Les défenseurs et défenseuses des droits humains et des mouvements féministes se servent du pouvoir transformateur des technologies numériques pour échanger, se mobiliser et promouvoir le changement social. C’est dans cette logique que pour cette journée internationale des droits des femmes, l’ARCOP a initié en faveur des femmes de sa juridiction une conférence débat pour les permettre d’utiliser le pouvoir du numérique afin d’impacter le monde.
Pour la conférenicière, Professeur ANATE, il est tant que les autorités protégent les droits des femmes et des filles dans toute leur diversité dans les espaces numériques et contrer collectivement les discours hostiles aux droits et à l’égalité des genres utilisés par les groupes de pression conservateurs pour désinformer les sociétés et compromettre l’avancement des droits des femmes et de l’égalité des genres. Car à l’en croire, la est l’avenir de la technologie et la technologie est l’avenir de la femme.
Très marquée par cet exposé le DG de l’ARCOP Aftar MOROU n’a pas manqué de relever les freins qui entravent l’évolution des femmes dans la société. « Elles sont encore trop nombreuses ces femmes qui à travers le monde rencontrent toujours des obstacles relatifs au renforcement de leur statut économique. Ces obstacles concernent la discrimination au niveau de l’enseignement, de la formation, de l’embauche, de l’accès au crédit, mais aussi le droit de posséder ou d’hériter d’une propriété foncière, la rémunération moins élevée »

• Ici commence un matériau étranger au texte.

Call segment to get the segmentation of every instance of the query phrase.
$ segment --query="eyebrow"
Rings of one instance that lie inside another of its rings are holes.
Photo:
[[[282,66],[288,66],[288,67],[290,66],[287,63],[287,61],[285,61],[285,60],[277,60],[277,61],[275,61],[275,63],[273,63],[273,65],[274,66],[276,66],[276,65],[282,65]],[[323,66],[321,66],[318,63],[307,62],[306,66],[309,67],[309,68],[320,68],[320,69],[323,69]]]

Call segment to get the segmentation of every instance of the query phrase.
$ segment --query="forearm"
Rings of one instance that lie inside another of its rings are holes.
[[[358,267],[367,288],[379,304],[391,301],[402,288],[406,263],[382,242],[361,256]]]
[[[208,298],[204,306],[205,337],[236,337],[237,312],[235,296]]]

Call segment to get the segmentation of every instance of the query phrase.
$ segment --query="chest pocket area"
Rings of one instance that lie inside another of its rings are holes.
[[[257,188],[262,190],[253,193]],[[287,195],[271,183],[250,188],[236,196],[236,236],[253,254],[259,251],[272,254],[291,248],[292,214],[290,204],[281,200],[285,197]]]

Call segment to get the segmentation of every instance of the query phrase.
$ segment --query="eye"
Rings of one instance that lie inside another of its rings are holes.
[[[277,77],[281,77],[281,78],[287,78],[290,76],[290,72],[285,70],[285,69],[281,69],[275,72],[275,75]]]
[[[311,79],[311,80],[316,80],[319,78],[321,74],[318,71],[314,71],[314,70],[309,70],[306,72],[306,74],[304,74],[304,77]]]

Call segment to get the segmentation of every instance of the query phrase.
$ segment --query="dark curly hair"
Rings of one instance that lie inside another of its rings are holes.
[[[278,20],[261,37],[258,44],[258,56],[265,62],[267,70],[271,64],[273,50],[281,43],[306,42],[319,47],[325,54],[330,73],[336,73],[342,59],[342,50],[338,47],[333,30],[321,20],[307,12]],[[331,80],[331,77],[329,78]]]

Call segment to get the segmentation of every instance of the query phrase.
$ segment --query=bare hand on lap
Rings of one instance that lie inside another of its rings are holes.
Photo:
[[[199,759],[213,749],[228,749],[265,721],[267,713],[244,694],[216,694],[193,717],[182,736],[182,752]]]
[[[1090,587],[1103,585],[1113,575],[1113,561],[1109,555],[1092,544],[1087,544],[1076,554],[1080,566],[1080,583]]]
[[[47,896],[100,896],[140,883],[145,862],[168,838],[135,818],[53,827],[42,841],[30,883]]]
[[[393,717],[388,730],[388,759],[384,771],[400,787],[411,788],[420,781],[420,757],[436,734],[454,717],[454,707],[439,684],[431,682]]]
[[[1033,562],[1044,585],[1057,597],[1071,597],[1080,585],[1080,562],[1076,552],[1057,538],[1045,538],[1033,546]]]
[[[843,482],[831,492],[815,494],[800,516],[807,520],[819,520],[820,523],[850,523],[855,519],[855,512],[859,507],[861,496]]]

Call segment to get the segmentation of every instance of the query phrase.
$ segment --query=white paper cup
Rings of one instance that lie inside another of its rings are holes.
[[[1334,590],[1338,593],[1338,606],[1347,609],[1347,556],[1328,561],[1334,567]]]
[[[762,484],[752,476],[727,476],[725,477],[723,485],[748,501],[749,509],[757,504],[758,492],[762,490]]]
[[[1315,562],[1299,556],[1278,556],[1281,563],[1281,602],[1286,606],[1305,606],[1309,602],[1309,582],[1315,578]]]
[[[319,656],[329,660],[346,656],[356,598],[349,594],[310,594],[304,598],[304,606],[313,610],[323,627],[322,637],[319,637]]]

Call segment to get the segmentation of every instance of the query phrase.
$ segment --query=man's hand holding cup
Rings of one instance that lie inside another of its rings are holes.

Il faut noter que cette année, la Journée internationale des femmes vise à reconnaître le rôle essentiel des défenseuses des droits humains et des mouvements féministes, qui se servent du pouvoir transformateur des technologies numériques pour échanger, se mobiliser et promouvoir le changement social, tout en luttant contre le recul persistant des droits des femmes.
La célébration de la journée des droits de la femme va se poursuivre samedi 11 mars prochain par une activité ecojogging.